Maddox stepped back and gestured with the cane to indicate that Lorien could rise. He did so with an ashamed expression that held not a little guilt.
“I know it was you,” Maddox said. He was tired of the games. He was tired of the lies. He was tired of playing games on top of games. It was time to come clean. For all of them.
“It was me what?”
“You killed Bertram and Ernest. I knew it the moment I saw them. It was an act of vengeance, and it had your quirks all over it. How did you do it?”
Lorien’s lips turned down, and then up in a bright, irrepressible smile. “You have no idea how hard it has been keeping that to myself.”
“How. Did you. Do it?”
“I entered the kitchen and sedated them with silver and garlic in their blood tea, plus a little extra ingredient I discovered in one of the old texts. Not enough to put them under. Just enough to make them a little slower. And you saw the rest. It was just wood and hammers. Very simple.”
Very simple and remarkably cruel. Lorien did not wear his perversion on his sleeve. He kept it hidden beneath a charming veneer, but it was there, and it was deeper and more dangerous than almost anybody supposed.
“You started a war. It is time you put an end to it.”
“How?”
“By taking their place.”
“You mean become king?”
“Yes.”
Lorien shrugged the suggestion off, literally and metaphorically. “I’m ninety years old. I can’t stand the midday sun. How can I take their place?”
“What did you think would happen when you killed them?”
“I thought you would take their place.”
“Me?”
“Why not? You’re an ancient. You’re always in control.”
“Did it occur to you that I might not want to be the figurehead of the entire city? Heavy is the head that wears the crown.”
“You’d be better at it than they were. Vampires like you, or at least respect you. In all this, there’s not been one incursion here. Not a single one. They've been murdering each other in the streets, taking out humans, forcing ferals into the light…”
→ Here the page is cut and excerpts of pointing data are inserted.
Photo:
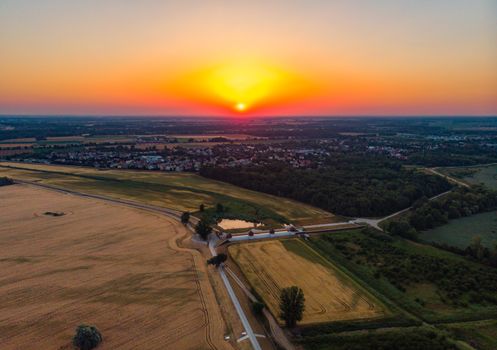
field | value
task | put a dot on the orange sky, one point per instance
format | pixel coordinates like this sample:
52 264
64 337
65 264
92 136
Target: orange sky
272 57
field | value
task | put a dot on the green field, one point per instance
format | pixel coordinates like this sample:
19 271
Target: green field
459 232
430 283
481 335
180 191
486 175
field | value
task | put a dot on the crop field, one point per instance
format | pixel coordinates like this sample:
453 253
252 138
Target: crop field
66 260
180 191
429 282
481 335
330 296
486 175
459 232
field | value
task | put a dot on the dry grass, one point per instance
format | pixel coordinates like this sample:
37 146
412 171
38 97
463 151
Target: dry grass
330 296
180 191
115 267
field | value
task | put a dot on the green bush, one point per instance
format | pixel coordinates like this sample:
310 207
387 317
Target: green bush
87 337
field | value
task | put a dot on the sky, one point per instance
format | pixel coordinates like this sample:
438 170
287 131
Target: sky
248 57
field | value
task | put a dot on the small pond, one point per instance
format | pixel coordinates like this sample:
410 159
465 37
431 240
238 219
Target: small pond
230 224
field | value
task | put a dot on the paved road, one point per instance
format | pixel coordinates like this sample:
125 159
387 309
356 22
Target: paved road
276 330
236 303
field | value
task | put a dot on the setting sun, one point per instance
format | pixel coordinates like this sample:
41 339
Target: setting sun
240 86
241 107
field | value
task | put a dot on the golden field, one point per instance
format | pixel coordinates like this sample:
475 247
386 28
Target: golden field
118 268
330 296
179 191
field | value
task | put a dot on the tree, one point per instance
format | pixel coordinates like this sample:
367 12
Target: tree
217 260
185 218
86 337
219 208
476 247
203 229
292 305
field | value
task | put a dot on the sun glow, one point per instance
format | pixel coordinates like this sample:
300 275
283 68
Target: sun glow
241 86
241 107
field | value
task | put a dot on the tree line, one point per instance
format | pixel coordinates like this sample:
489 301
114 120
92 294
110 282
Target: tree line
459 203
351 185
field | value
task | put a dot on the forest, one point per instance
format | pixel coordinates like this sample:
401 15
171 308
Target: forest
393 340
348 184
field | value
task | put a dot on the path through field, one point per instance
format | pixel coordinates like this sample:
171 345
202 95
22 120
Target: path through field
118 268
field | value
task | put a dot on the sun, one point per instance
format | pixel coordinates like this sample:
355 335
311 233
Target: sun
241 107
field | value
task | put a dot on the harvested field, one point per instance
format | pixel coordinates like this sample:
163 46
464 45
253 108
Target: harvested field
270 266
180 191
111 266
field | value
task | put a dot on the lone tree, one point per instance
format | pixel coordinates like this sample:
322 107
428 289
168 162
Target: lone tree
86 337
219 208
292 305
217 260
185 217
203 229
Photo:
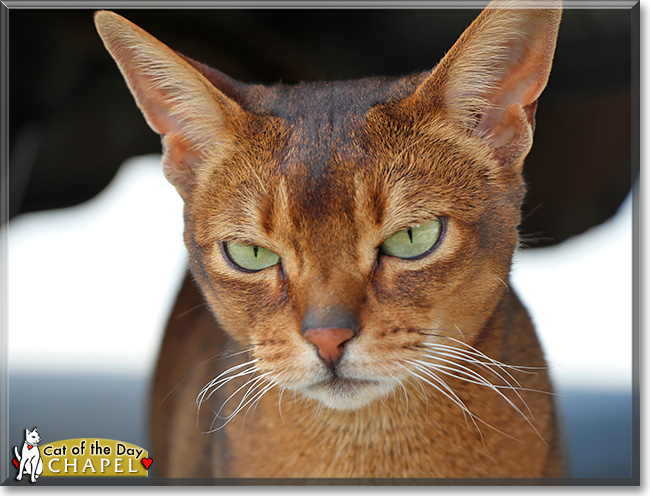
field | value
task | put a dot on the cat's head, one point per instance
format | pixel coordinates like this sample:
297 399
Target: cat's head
32 437
338 228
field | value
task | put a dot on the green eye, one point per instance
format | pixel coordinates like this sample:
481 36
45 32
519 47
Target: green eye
250 257
412 242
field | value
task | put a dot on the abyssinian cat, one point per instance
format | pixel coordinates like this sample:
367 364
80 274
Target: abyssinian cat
351 243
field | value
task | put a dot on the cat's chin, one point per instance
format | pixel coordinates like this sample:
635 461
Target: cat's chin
347 394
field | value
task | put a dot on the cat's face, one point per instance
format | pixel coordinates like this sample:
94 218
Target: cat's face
327 210
340 231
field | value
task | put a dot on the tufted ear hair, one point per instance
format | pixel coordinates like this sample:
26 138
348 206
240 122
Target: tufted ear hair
490 80
177 100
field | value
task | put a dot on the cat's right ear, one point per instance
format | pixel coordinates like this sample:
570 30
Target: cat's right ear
178 102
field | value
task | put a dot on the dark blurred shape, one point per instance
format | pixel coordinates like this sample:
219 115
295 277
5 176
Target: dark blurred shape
73 122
“I know. But my position is considered safe here because I am not involved in politics. In spite of various suspicions, the fact that I have not made any move toward power has meant I am left alone, which is precisely what I want to be. I do not want to be lord of the vampires. And you had no right to assume you could manipulate me into it.”
Lorien’s lower lip trembled, and for a moment he looked like a little boy.
“They had me attacked publicly. They had me almost killed. I crawled away like a dying dog and waited for a month to be strong enough to come here. It was painful, it was humiliating, and I was…” Lorien paused, as if he didn’t want to say the word. “I was scared. Nobody makes me scared. So yes, I got rid of them.”
“You didn’t just get rid of them. You tortured and humiliated them,” Maddox lectured. “You were vicious and sadistic — but you were also wrong.”
A small smile appeared on Lorien's face.
“So you forgive me?”
“There's nothing to forgive. But I will not be taking their place,” Maddox informed him as he opened the door again and escorted Lorien out. The unit was gone, having taken their leave in a very sensible way. It was best not to hang about the home of a furious vampire lord faced with the betrayal of his ward.
“Then who will?”
Maddox gave a half-shrug. “These things have ways of working themselves out.”
“No, Maddox. You have to. You’d be perfect.”
“You know I walk a different path. I cannot hold official rank in vampire society while also working with human governments. It would be what they call a conflict of interest.”